Plants of LDN and LDN-DIC 5B were grown and inoculated with water, P. tritici-repentis isolate 86–124, or Pa. nodorum isolate Sn2000 as described above. The youngest fully expanded leaf at the time of inoculation was harvested for RNA extraction. Samples for each treatment of both genotypes were collected at 0, 6, 24, 48, 72, and 96 hr after inoculation and immediately frozen in liquid nitrogen. Total RNA was extracted using the RNeasy Plant Mini Kit (QIAGEN, Hilden, Germany), and first-strand cDNA was synthesized from 1 µg of total RNA using Taqman Reverse Transcription Reagents including an oligo d(T)16 primer (Applied Biosystems, Foster City, CA). Relative quantitative (RQ)-PCR was performed to evaluate ToxA gene expression using primers ToxA.RT.F3 (5ʹ-AACGCCAATACAGTGCGAGT-3ʹ) and ToxA.cod.1R (5ʹ-GCTGCATTCTCCAATTTTCACG-3ʹ) in all treatments and sampled time points. Expression of the ToxA gene was compared to the expression of the endogenous wheat ubiquitin gene as described in Faris et al. (2010) using primers Ta.Ubiquitin.F: 5ʹ-GCACCTTGGCGGACTACAACATTC-3ʹ and Ta.Ubiquitin.R: 5ʹ-GACACCGAAGACGAGACTTGTGAACC-3ʹ. All RQ-PCR experiments were conducted using a 7500 Real-Time PCR System (Applied Biosystems). Each experiment was conducted using three biological replicates each consisting of a single inoculated leaf, and at least three technical replicates per biological replicate were performed. The 10 μl PCR reactions contained 1 × SYBR PCR MasterMix (Applied Biosystems), 0.25 μM each primer, and 5 μl of 10-fold diluted cDNA. The thermocycler procedure was as follows: 10 min of preincubation at 95°, followed by 40 cycles for 15 sec at 95° and for 1 min at 60°. Efficiencies of the different primer combinations were evaluated using serial dilutions of cDNA (1:5, 1:10, 1:20, and 1:40) and only primers with efficiencies higher than 95% were used for the RQ-PCR. The expression level of the Sn2000-inoculated 48 hr sample was set at 1 as a calibration point. Threshold cycles of the ToxA gene and the endogenous ubiquitin gene were used to calculate the relative expression levels using the 2−ΔΔCT method.

Data availability

Parents and mapping populations are available upon request. Mapping data for the LD5B and the AL populations is also available upon request. The authors state that all data necessary for confirming the conclusions presented in the article are represented fully within the article.

Results

Marker analysis and linkage map construction

The parental lines of the AL population were screened with 250 SSR primer pairs. Of these, 119 (47.6%) revealed polymorphisms between the parents and were used to genotype the AL population. The 9K SNP array yielded a total of 833 polymorphic SNP markers. One CAPS marker (Xfcp667) that was developed based on the Snn1 gene sequence on chromosome arm 1BS (Shi et al. 2016) was added to the marker set along with the two phenotypic markers Tsn1 and Tsc2 (see below). Therefore, the initial marker dataset consisted of a total of 955 markers. After initial linkage analysis, a total of 111 markers, including 19 SSRs and 92 SNPs, were eliminated from the dataset because they were unlinked, leaving a total of 844 markers in the dataset consisting of 100 SSRs, 741 SNPs, one CAPS, and two phenotypic (Tsn1 and Tsc2) markers.

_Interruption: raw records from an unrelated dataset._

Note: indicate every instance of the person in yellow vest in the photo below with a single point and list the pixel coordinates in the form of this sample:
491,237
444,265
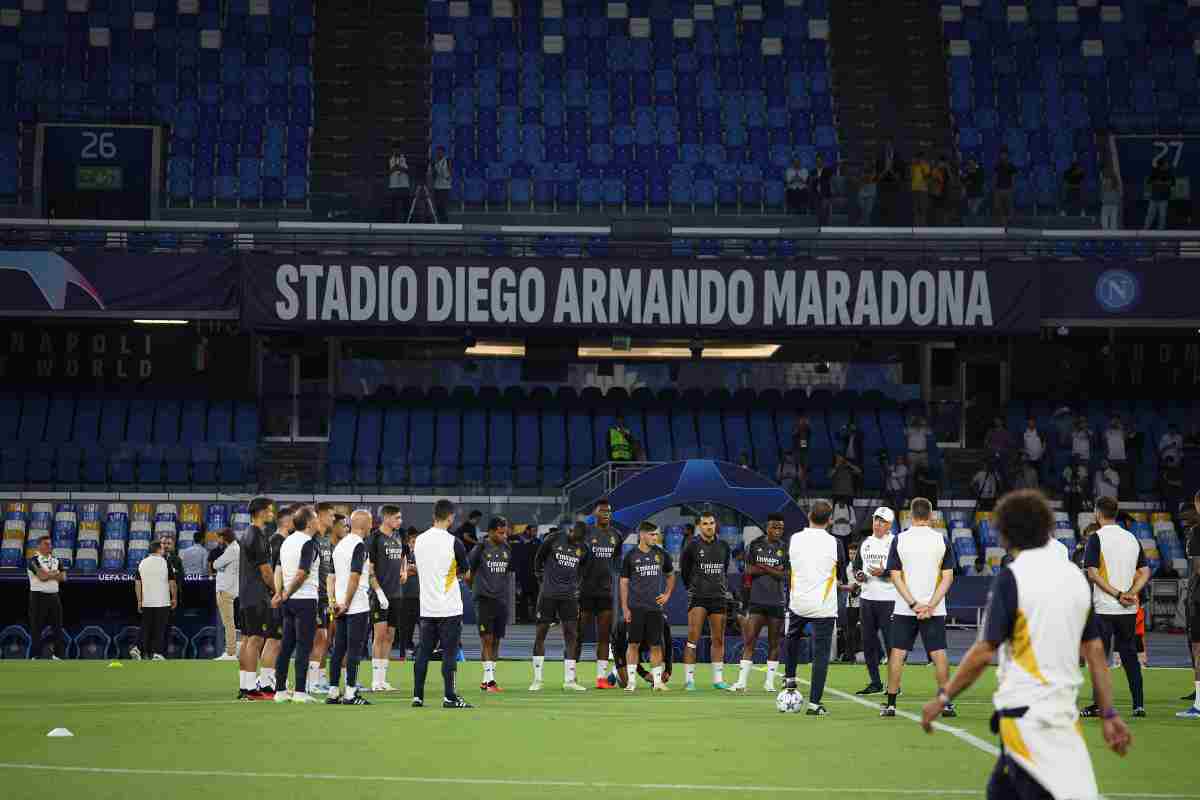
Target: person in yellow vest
919,173
621,441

These markers were assembled into 14 linkage groups that corresponded to the 14 durum wheat chromosomes (Supplemental Material, Table S1) and spanned a total genetic distance of 2207.15 cM with an average marker density of one marker per 2.6 cM (Table 1). The A-genome chromosomes had 414 markers and spanned 1128.22 cM with an average density of one marker per 2.7 cM, whereas the B-genome chromosomes had a total of 430 markers spanning 1078.93 cM for an average marker density of one marker per 2.5 cM (Table 1). Chromosome 7A was the longest linkage group (262.41 cM) and chromosome 4B was the shortest (107.95 cM). The number of markers per chromosome ranged from 17 (4B) to 104 (5B) (Table 1 and Table S1). Chromosome 6B had the highest marker density at one marker per 1.2 cM, whereas chromosome 4B had the lowest with one marker every 6.3 cM (Table 1). Of the 844 markers, 208 (24.6%), had segregation ratios that deviated significantly (P < 0.05) from the expected 1:1 ratio. These distorted markers were located on 10 chromosomes (1A, 2A, 2B, 3B, 4B, 5A, 5B, 6A, 6B, and 7B).

Table 1. Summary of markers mapped in each chromosome/genome in the Altar 84 × Langdon population.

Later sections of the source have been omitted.